Step 1 – Setting up a secure database

Because the database is associated with virtually everything you do on your site, it is best to perform any modifications before configuring your options, installing plugins, and adding options. During the installation process, there are some effective ways of increasing the overall security of your WordPress site.

One of the first things that you can do to bolster security is to setup a proper database, user, and password. First, create the table that will be used for your WordPress installation:

CREATE DATABASE `wordpress`;

Now we need a user to go with that database. The key here is to create a user with only the required permissions. Enter the following SQL query to create a user that will have access only to the wordpress from the local server:

GRANT SELECT, INSERT, UPDATE, DELETE, CREATE, DROP ON wordpress.* TO 'wpuser'@'localhost'
IDENTIFIED BY 'password';

By requiring that the user access the database from the local server only, we mitigate the possibility of remote database attacks. Further, by granting the user access to only the wordpress database, we ensure that other databases will remain safe should an attacker gain access.

Once the database and user have been setup, install WordPress as normal and continue with the next step.

Step 2 – Setting up a secure configuration file

There are two things we want to do with the wp-config.php file: implement Authentication Unique Keys and change the default database prefix. Let’s do it..

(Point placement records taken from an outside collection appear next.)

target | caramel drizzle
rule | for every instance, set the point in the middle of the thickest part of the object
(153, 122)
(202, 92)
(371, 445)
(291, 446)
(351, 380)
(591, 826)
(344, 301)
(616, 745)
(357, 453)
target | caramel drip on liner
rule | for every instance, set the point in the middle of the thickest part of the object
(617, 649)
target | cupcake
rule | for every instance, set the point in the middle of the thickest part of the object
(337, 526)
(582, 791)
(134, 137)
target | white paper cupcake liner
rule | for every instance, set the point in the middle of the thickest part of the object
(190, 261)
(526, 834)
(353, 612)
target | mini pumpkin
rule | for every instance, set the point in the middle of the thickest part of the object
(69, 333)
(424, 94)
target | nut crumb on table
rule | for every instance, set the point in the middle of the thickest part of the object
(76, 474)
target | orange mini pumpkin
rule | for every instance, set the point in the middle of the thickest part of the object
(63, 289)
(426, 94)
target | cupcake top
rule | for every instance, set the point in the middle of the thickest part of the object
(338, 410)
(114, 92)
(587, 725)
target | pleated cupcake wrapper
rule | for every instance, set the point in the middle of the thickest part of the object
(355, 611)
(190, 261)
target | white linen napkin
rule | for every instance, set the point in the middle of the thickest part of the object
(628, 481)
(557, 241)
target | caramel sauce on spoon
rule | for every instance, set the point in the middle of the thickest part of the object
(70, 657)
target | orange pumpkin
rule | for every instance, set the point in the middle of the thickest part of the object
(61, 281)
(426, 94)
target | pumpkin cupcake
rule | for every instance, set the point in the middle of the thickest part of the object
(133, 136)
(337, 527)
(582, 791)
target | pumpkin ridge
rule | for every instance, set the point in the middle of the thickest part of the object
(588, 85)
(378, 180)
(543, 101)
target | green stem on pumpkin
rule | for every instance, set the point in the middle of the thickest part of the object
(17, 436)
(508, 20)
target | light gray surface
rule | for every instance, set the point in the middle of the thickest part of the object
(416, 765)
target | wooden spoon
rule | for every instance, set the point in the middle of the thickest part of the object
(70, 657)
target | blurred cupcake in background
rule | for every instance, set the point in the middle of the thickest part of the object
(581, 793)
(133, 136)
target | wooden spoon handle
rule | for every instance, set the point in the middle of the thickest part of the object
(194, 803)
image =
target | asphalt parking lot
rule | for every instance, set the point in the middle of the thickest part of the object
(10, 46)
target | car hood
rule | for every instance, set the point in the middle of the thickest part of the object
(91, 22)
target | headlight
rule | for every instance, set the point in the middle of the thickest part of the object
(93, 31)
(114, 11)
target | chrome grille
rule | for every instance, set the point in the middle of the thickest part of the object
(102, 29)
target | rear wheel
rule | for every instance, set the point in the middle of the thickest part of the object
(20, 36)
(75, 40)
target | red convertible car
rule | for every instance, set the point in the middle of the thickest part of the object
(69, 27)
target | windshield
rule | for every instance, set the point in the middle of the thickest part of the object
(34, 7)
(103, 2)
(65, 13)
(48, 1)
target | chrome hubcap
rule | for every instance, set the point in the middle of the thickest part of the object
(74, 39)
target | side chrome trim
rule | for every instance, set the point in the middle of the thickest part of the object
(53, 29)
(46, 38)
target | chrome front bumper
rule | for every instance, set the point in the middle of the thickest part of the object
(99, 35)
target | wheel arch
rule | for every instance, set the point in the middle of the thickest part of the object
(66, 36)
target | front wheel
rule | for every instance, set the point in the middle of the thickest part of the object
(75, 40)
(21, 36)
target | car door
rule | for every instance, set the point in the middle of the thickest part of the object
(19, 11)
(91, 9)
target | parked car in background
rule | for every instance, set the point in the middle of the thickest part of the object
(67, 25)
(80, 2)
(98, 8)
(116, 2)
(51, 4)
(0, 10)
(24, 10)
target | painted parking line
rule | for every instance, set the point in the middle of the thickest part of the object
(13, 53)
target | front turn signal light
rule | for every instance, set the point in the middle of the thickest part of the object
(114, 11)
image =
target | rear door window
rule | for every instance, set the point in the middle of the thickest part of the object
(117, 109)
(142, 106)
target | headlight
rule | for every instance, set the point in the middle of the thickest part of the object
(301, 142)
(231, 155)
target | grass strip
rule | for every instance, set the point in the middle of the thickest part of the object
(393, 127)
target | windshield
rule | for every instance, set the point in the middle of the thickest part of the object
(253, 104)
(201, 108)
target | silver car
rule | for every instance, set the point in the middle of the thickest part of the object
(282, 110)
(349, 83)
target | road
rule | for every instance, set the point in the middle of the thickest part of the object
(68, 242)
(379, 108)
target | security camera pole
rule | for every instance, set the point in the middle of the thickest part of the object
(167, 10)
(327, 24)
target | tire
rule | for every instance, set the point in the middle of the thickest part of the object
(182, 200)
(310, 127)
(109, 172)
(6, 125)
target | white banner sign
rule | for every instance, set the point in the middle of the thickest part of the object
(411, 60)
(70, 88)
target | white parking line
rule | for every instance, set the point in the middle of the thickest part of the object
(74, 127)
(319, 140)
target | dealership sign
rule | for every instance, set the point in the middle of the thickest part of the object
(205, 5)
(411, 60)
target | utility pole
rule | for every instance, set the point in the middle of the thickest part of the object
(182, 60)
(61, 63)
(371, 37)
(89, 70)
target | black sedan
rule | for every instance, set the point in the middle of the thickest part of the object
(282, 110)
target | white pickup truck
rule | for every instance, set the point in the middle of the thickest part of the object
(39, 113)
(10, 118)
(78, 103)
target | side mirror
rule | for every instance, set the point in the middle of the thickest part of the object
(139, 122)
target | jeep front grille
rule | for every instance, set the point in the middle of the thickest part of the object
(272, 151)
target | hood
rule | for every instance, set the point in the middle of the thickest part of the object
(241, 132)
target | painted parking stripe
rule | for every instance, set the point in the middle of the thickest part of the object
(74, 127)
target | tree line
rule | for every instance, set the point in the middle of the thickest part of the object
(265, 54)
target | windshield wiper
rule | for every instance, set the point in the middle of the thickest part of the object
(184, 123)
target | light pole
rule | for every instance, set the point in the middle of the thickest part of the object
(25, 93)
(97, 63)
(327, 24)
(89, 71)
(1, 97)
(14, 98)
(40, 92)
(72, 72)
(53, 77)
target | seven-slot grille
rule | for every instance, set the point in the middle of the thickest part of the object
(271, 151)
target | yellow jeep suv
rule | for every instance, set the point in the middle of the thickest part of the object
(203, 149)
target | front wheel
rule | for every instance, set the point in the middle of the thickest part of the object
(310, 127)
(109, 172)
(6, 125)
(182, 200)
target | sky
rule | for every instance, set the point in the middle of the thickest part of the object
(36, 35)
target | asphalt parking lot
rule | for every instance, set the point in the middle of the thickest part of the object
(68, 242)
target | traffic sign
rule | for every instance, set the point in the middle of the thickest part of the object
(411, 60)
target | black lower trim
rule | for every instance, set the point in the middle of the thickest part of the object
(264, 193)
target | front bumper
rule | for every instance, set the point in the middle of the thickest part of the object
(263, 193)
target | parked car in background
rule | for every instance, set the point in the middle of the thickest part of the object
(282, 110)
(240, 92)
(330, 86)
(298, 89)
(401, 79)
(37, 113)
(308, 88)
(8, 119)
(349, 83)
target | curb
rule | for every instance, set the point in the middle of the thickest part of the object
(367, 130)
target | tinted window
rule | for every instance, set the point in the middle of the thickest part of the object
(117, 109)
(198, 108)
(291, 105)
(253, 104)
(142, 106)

Implement Authentication Unique Keys

Directly after your MySQL database credentials in the wp-config.php file, you have the option of specifying a set of Authentication Unique Keys. These keys improve WordPress’ authentication system, providing strong security to your site. It is highly recommended that you take advantage of this feature.

/**#@+
 * Authentication Unique Keys.
 *
 * Change these to different unique phrases!
 * You can generate these using the {@link https://api.wordpress.org/secret-key/1.1/ WordPress.org secret-key service}
 * You can change these at any point in time to invalidate all existing cookies. This will force all users to have to log in again.
 *
 * @since 2.6.0
 */
define('AUTH_KEY', 'put your unique phrase here');
define('SECURE_AUTH_KEY', 'put your unique phrase here');
define('LOGGED_IN_KEY', 'put your unique phrase here');
define('NONCE_KEY', 'put your unique phrase here');
/**#@-*/

To do so, visit the official secret-key generation service and paste the results into your config.php file (replace the four lines beginning with “define”).

While you are you setting up the WordPress configuration file, you also may want to go ahead and optimize performance and implement some other choice configuration tricks.

Change the default database table prefix

While in your wp-config.php file, take a few moments to change your default database table prefix. By default, it’s “wp_”, but this is a well-known fact of which attackers and automated scripts take full advantage. By changing the table prefix to something unknown/random, you are using security through obscurity to help mitigate SQL-injection threats.

/**
 * WordPress Database Table prefix.
 *
 * You can have multiple installations in one database if you give each a unique
 * prefix. Only numbers, letters, and underscores please!
 */
$table_prefix = 'wp_';

In your wp-config.php file, locate the above lines and change the table prefix to something random or difficult to guess. I like to include the letters “wp” within the new prefix to help me identify tables specific to WordPress. For example, I might change it to something like, “wp_i337”.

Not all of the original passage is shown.